To despair is all too easy. My articles, when are on TCW, are often shouted down for being too optimistic (i.e. that all is already lost - the bar is truly low). With that mindset then everything surely is!
Yet, it is hard to disagree. The right resists in fits and starts, but anything sustaining falls by the wayside. The institutional opposition is so great that individual efforts are soon suffocated.
I like your optimism and your approach to things in general. It's unfortunately easy to slip into grumpy old woman mode and disappointing that hardly any "aware" individuals I've crossed paths with have been under 35. I should remember that it took age and life events to remove my youthful naivety. Please keep your positivity: the world would be a sadder place without it.
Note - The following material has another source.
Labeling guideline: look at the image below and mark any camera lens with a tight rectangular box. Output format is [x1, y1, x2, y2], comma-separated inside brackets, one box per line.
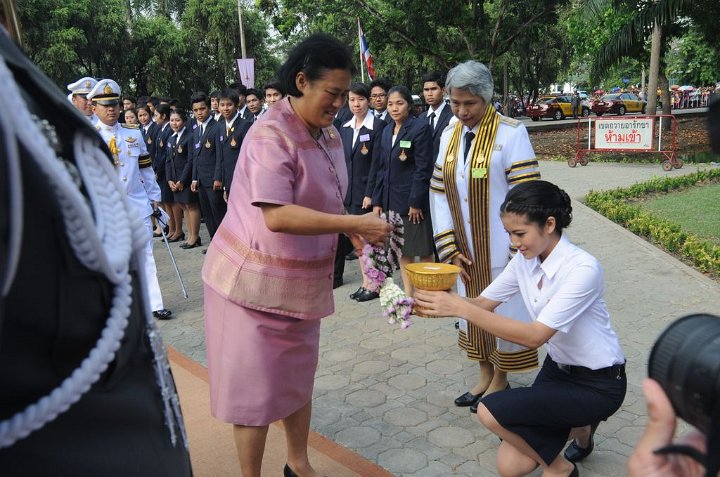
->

Illegitimi non carborundum!
It has indeed been a long three years, and for some of it's been long seven years now. I often think that it's surely time for some of us old warhorses to retire ...
"Where London goes, so will many other urban areas across the West. Whether this is better or worse, who can say: it is certain, however, that it will be quite noticeably different and that you are not allowed to pass too much comment on the matter."
Who can say,indeed,why didn'you,you seem to know better.
Maybe it will be fine, maybe it will be like Mad Max. Maybe it will be somewhere in between: but let us not pretend that the changes aren't unprecedented.
"Whether this is better or worse"....
It was this exact words that was the reason for my comment.
You should know the situation is by far worsening,especially for the historic british and white people.
'Sorry I cannot respond to your email at present, I am all tied up.'
I cannot comment as I am subject to a gagging order.